6. Expanded product lines and partnerships for 2019
As workplace aesthetics evolve, so too must the companies who create those spaces. Any project is now likely to involve a wider variety of furniture manufacturers due to the greater diversity of spaces in the workplace – whether it be a healthcare facility, a school, or a corporate office. Organizations need a mix of large meeting areas, collaboration spaces, small group huddle rooms, individual focus spaces, cafes and lounges, not to mention a mix of open and closed offices. To help streamline the process for clients as well as their design teams, many furniture manufacturers are expanding their product lines and entering into new and unique partnerships. Steelcase and West Elm, for example, recently joined forces to address the resimercial design trend and to provide furnishings that look and feel like home, but that withstand the wear and tear of an active 21st century workplace.
7. Industry Integration and Consolidation
Similar streamlining is happening throughout the commercial interiors industry. As design solutions become more varied and customized, clients want (and deserve) a simpler process than the one involving dozens of consultants and vendors. Architectural elements, for example, must be integrated with furniture and AV; to be successful, they can’t be managed separately anymore. Traditional furniture dealers are diversifying their portfolio of solutions as a result, and in many cases, dealers are merging to share and consolidate services, or to provide a more regional approach to client service. We’re proud to be an example of this trend ourselves, as we’ve integrated our own AV and IT teams to provide better service for our customers. We’ve also expanded our presence in the Washington DC and Baltimore area through acquisitions of USBI and Hyperspace, allowing us to be even more responsive to our clients’ needs throughout the mid-Atlantic region.
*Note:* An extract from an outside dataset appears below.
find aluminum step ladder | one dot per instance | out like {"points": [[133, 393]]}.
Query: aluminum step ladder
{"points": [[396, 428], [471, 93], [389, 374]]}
All of these trends have one thing in common: change. As we said in our intro, change is good, but it must be managed, lest it become too disruptive and damaging. As we move rapidly into 2019, logistics cannot be overlooked. This important and valuable service can take many forms. Data analytics improve asset and inventory management, especially as physical workspaces ebb and flow, and architectural components and/or furniture move (sometimes to offsite storage sites) until they’re called back into service. Consolidated project management ensures that numerous consultants and vendors – and most importantly the client – are always on the same page. And installation and service are paramount, distinguishing a service provider who’s truly focused on client success from a more commodified furniture seller.
We look forward to 2019 and hope you’ll help us continue this conversation here. Happy new year!